Called well worth reading by The Economist and earnest and entertaining by the Financial Times, Tarun Khanna’sBillions of Entrepreneurs
is an elegantly written book that mixes on-the-ground stories with thorough research to show how Chinese and Indian entrepreneurs are creating change through new business models and bringing hope to countless people across the globe. Khanna juxtaposes, on a variety of levels, China and India; explores how the future depends on understanding the yin and yang of these two nations; and emphasizes the increasingly important links between China, India, and the West. Khanna embraces what he calls a ‘big tent view of entrepreneurship’––going beyond typical stories of high profile, young executives taking companies public and focusing on social and political entrepreneurs who are redefining the norms of daily activity.

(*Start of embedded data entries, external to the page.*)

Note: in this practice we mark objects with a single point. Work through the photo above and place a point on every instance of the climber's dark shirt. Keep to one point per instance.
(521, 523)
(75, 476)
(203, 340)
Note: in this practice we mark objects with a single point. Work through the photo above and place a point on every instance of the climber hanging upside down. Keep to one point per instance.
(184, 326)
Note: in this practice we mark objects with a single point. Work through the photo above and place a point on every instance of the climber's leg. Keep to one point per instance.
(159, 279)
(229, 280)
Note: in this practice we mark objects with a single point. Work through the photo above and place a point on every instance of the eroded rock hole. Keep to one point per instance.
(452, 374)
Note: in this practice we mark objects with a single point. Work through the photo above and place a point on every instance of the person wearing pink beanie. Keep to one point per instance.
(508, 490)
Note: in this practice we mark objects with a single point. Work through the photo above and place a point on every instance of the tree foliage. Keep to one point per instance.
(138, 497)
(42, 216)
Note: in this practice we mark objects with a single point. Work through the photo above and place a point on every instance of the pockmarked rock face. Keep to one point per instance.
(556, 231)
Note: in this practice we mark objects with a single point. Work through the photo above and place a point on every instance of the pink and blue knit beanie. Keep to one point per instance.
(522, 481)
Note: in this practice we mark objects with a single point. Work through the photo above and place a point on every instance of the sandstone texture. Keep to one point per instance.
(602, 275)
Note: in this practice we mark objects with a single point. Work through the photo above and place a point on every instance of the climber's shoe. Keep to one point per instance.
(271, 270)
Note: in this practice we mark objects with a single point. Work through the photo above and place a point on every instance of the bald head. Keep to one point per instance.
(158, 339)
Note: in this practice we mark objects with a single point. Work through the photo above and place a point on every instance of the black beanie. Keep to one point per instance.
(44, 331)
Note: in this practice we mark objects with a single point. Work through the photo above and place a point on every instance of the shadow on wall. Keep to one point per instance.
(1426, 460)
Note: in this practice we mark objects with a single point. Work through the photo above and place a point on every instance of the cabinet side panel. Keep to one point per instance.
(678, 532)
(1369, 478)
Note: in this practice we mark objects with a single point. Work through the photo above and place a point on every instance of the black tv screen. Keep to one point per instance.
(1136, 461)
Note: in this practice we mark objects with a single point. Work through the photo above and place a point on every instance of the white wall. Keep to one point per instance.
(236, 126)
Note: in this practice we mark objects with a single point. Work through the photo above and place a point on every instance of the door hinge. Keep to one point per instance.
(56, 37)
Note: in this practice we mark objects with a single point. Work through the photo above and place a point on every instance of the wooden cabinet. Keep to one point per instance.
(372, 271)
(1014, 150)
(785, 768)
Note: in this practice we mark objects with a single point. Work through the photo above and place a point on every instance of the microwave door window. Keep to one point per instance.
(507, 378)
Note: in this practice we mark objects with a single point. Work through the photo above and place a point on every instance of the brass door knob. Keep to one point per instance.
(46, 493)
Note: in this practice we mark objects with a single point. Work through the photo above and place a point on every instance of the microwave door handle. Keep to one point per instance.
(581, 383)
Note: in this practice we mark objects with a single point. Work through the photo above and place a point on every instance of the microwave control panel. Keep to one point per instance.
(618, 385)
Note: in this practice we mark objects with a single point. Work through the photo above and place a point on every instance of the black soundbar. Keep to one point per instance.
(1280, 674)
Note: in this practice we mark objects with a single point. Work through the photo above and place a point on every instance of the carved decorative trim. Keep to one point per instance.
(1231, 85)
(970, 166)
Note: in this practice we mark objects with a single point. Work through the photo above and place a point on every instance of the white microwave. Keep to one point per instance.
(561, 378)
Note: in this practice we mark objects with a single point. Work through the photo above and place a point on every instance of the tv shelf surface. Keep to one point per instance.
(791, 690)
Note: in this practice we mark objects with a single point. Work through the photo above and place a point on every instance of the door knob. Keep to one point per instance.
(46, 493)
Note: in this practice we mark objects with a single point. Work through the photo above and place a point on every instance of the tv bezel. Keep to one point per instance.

In the book, Khanna sets out to demystify many of the questions that confound foreigners (BusinessWeek), exploring subjects that include each nation’s treatment of multinationals, Chinese and Indian managerial talent, and state vs. grassroots approaches to business and entrepreneurship. Khanna’s insightful analysis draws on history, economics, and political science, and is humanized by vivid portraits of the lives of individual entrepreneurs, politicians, and activists whom the author has met during his regular visits to each country. He argues that hope for prosperity in both countries lies in the hands of the billions of entrepreneurs who are alleviating social problems and historic tensions, benefiting both countries and the world at large.
According to the Financial Times: What Khanna does do, and does well, is cover vast sociopolitical and economic ground, and provide meaty information derived from conversations with people who have done business in India and China.